Аглая Ильинична тем временем болтала дальше:
– Прихожу по вторникам и субботам. Печь ставлю, ежели не поставлена, в субботу баню топлю – она у нас черная, по-старинке, дымом, – ему не доверю, угорит еще, за делами своими. Белье стираю все, кроме нательного – то он сам стирает, чтоб заразы не было. Готовлю на два-три дня. Раз вы приехали – теперь, гляди, и он поест как надо. А то вернется с выезда – и сразу больные ломятся.

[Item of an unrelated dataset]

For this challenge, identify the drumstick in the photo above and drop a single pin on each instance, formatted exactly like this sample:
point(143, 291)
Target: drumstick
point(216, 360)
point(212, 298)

Так и ест между делом, сухомяткой.
Она говорила просто, без осуждения: доктор был весь здесь, в этой глуши, и его собственные нужды в этой суровой системе никого не занимали.
Когда Аглая Ильинична ушла, оставив на столе свежеиспеченный каравай ржаного хлеба, Вера вышла во двор – просто глотнуть воздуха, осмотреться и до донышка ощутить: да, все это взаправду.
Воздух был таким холодным, что, казалось, легкие покрываются инеем при каждом вдохе. Она плотнее запахнула пальто – городское, с кроличьим воротником и зимней стеганой подкладкой, верно служившее ей не один год, – а сверху поправила шерстяной платок. Но даже вместе, даже надетые одно поверх другого, они не спасали. Пальцы в перчатках онемели сразу, хотя она вышла всего на минуту.
Дом снаружи казался еще беднее, еще проще. Беленые стены, почерневшая от времени и дождей крыша из теса. Окна – маленькие, как прищуренные глаза, затянутые изнутри изморозью. Дверь – крепкая, на железном засове. Сарай, где стояла его лошадь, был пуст, лишь пахло сеном и слегка – навозом. Баня – низкая, курная, – молчала, ждала субботы. У забора росли заросли смородины, видные по характерным изгибам ветвей под снегом. А под окном его комнаты – яблоня, голые ветви ее постукивали по заиндевевшему стеклу, тихо, настойчиво, словно пальцы.
Вера сделала несколько шагов к калитке, оглядела окрестности. Деревня лежала перед ней, укрытая снегом, – десятка два изб, разбросанных вдоль замерзшей речушки. Избы стояли далеко, на приличном расстоянии от дома доктора. Ни души. Ни звука. Только дым из труб поднимался прямо вверх, застывая в морозном воздухе серыми столбами.
Она постояла еще пару минут, вглядываясь в этот бескрайний простор, и вдруг ее пронзило странное, почти физическое ощущение: она не одна. Не в смысле присутствия – вокруг не было ни души, и избы стояли слишком далеко, чтобы кто-то мог за ней следить. Но морозный воздух, казалось, разносил звуки на много верст. Ей почудилось, что она слышит, как скрипнула дверь, как кто-то кашлянул за поленницей, как обрывок разговора пролетел над снегом и растаял. Эти звуки были слишком далекими, слишком призрачными, чтобы быть реальными, – но кожа уже покрылась мурашками не только от холода.
Деревня, еще не видя ее в лицо, уже прислушивалась к ее шагам. Весть о приезде пришлой женщины в дом к холостому доктору невидимо, но неумолимо расползалась по избам, порождая первые глухие пересуды. И от этого безмолвного, невидимого любопытства воздух вокруг казался еще более холодным, а тишина – невыносимой.